Policing the legacy of artists can be a tough business. Nowhere is it tougher than in Mexico, where the magnetic, self-mythologizing painter Frida Kahlo (1907-54) shot from relative obscurity to iconic status only in the last quarter-century.

Now, a festering dispute over a little-known archive of ephemera attributed to Kahlo has erupted into open warfare. Despite the tantalizing possibility that some or maybe even all the material is authentic, a sharp line has been drawn in the art historical sand.

The story is marked by startling intimidation tactics that seem more a part of Tony Soprano's world than the genteel environs of scholarly argument. Aggressive bullying by Kahlo-establishment figures is so strange that it suggests something bigger: A fading ancient regime in Mexico might be coming to an end.

Consider these four episodes:

* Ruth Alvarado Rivera, now-deceased granddaughter of the great muralist Diego Rivera, Kahlo's husband, gave a 2005 interview to Mexico City's Reforma newspaper, illustrated with photographs of several small paintings never published before. One showed a slightly damaged little canvas in which Kahlo's head was affixed to the body of a slain deer.
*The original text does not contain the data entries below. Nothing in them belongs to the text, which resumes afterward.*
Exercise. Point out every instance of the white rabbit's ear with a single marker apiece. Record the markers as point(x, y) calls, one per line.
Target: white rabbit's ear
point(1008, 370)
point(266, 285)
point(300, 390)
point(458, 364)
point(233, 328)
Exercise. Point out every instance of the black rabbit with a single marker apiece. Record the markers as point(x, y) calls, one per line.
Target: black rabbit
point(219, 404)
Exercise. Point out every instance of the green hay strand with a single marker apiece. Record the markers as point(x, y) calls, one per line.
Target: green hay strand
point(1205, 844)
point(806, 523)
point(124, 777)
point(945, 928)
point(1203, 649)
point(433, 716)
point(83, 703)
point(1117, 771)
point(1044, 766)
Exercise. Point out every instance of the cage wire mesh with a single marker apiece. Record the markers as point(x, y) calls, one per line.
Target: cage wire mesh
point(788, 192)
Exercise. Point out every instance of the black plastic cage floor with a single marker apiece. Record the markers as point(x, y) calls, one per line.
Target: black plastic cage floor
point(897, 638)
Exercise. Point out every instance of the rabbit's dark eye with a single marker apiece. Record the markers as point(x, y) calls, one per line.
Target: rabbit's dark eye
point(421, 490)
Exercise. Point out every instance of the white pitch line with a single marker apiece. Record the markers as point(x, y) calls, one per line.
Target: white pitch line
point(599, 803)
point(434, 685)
Retribution was swift and fierce.

Reforma ran a story the next day denouncing as outrageous fakes the Kahlo works it published just 24 hours before. The assault was led by respected critic Raquel Tibol, an elder statesman of 19th and 20th century Mexican art history, whose books include a 1983 Kahlo survey.

* A recent New York Times "Antiques" column published a freelancer's short item about a forthcoming book -- "Finding Frida Kahlo" by Barbara Levine, former exhibitions director at the San Francisco Museum of Modern Art, and coming Nov. 1 from Princeton Architectural Press -- that includes the little Frida-deer painting, together with a previously unpublished archive of about 1,200 items (notebook pages, letters, diary entries, recipes, clothing, etc.). Within hours, a condemnatory letter was fired off to the newspaper from Carlos Phillips Olmedo, head of the executive committee of the Diego Rivera-Frida Kahlo Trust at the Central Bank of Mexico, guardian of the artists' copyrights.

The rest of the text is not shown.